Dica Ambiental #6

Armazenagem de óleos, produtos químicos e combustíveis

Boas práticas e cuidados a ter para evitar surpresas

O derrame de produtos químicos ou de hidrocarbonetos, de forma pontual ou continuada, pode ter consequências muito graves e levar a custos de reparação ambiental muito significativos.

Sobretudo empresas que armazenem óleos usados ou combustíveis em depósitos subterrâneos de parede simples devem ponderar a sua desactivação e substituição.

Sabia que uma microfissura no depósito pode provocar derrames muitas vezes “invisíveis” e “silenciosos”? Um derrame de óleo usado pode originar contaminação de extensão considerável … cinco anos depois o problema é certamente muito grave e de onerosa resolução.

Situações semelhantes, embora menos graves, podem também ocorrer quando os produtos são armazenados em recipientes não adequados ou quando não são usadas bacias de retenção.

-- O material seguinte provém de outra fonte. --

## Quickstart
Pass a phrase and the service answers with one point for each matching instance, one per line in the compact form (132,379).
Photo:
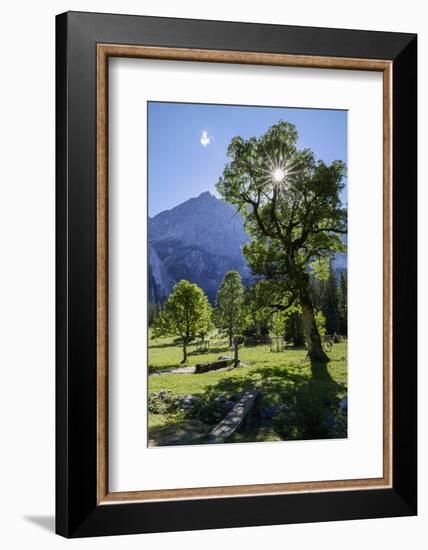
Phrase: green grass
(305,394)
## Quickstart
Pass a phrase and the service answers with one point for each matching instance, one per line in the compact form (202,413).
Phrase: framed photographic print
(236,274)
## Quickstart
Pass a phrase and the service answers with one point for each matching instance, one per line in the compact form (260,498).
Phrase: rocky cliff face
(198,240)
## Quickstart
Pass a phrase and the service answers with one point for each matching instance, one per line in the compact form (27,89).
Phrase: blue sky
(188,143)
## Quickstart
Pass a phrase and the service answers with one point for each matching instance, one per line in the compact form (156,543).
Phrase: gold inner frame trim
(104,51)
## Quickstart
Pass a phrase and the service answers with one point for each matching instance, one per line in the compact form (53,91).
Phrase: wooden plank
(233,420)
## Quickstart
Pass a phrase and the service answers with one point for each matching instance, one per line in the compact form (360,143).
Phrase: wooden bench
(234,418)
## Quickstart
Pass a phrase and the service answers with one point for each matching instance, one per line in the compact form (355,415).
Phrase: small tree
(343,304)
(187,313)
(277,327)
(230,305)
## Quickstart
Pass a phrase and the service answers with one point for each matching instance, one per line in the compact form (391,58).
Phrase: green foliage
(330,303)
(294,327)
(187,313)
(230,313)
(343,304)
(306,399)
(292,211)
(321,322)
(299,219)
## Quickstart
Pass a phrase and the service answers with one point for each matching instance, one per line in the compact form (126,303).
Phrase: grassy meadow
(296,400)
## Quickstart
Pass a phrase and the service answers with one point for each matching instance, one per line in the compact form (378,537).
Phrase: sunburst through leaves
(278,172)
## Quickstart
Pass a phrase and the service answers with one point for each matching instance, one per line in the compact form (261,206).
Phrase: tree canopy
(292,210)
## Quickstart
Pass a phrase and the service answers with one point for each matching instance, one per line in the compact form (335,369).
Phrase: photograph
(247,313)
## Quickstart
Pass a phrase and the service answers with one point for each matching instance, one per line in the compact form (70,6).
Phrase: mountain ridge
(200,240)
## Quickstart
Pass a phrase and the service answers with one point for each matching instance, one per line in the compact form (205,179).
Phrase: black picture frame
(77,511)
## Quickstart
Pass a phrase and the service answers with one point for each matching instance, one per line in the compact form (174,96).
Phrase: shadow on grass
(305,403)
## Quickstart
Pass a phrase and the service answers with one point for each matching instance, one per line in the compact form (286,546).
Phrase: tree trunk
(310,329)
(236,358)
(184,351)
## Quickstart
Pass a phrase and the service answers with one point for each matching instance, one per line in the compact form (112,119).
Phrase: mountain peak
(205,195)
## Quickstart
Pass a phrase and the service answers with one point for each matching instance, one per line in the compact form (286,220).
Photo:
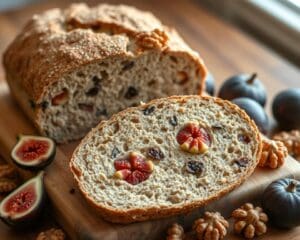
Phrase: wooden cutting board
(80,221)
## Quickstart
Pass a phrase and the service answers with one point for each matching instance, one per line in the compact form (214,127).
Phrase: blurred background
(276,23)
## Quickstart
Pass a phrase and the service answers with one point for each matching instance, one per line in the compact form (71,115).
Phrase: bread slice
(71,68)
(230,157)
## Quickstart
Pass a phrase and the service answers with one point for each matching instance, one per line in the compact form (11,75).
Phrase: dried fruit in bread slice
(175,154)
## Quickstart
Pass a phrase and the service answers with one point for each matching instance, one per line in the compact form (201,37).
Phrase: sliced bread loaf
(69,69)
(166,157)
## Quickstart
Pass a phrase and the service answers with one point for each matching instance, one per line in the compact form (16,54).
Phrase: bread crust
(58,41)
(143,214)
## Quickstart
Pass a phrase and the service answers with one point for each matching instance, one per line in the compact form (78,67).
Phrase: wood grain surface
(225,50)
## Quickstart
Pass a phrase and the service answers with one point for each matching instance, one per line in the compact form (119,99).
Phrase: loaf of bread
(70,69)
(166,157)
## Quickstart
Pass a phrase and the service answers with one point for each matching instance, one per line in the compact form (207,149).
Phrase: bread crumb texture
(231,156)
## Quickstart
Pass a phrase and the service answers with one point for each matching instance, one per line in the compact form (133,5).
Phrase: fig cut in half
(21,207)
(33,152)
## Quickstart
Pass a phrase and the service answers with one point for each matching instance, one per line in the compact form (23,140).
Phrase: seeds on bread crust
(61,98)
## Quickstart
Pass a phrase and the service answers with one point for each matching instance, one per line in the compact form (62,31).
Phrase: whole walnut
(250,221)
(291,140)
(211,227)
(273,154)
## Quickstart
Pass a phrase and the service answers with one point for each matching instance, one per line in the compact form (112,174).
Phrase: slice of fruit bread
(166,157)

Porque a prevenção é uma medida inteligente, assim que for possível trate de:

  • Verificar condições de armazenamento de produtos, substâncias ou resíduos passiveis de causar derrame e contaminação de solos (óleos, combustíveis, solventes e detergentes)
  • Proceder às adaptações necessárias de forma a cumprir requisitos legais e boas práticas (bacias de retenção / sondas de nível / outros sistemas de protecção)

Quanto aos produtos petrolíferos, aplica-se o Decreto 36270 de 1947, cujas obrigações constam da tabela seguinte:

Aplicabilidade

Resumo das Obrigações

Condições de armazenagem:

Entidades que armazenem óleos novos não combustíveis em taras

A armazenagem em taras de óleos lubrificantes não combustíveis – tambores e barris cheios, quando arrumados em pilhas, deverão sê-lo de forma que as estivas não excedam o máximo de 3 taras em altura ficando estas pilhas separadas entre si permitindo a circulação.

Entidades que armazenem óleos novos combustíveis

Se forem óleos combustíveis, as soleiras das portas devem ser 20 cm mais altas que os respectivos pavimentos para evitar derrames para o exterior

Entidades que armazenem óleos novos em reservatórios

Para reservatórios superficiais/tanques, estes têm que estar em bacias cuja capacidade de retenção deverá ser de 25% do total armazenado e nunca inferior à capacidade do maior dos reservatórios

Entidades que realizem operações de lotação, mistura ou trasfega de produtos não combustíveis

Para operações de lotação, mistura ou trasfega de produtos que não sejam combustíveis, é obrigatória a existência de fossas estaques que permitam recolher algum líquido que se possa derramar durante estas operações.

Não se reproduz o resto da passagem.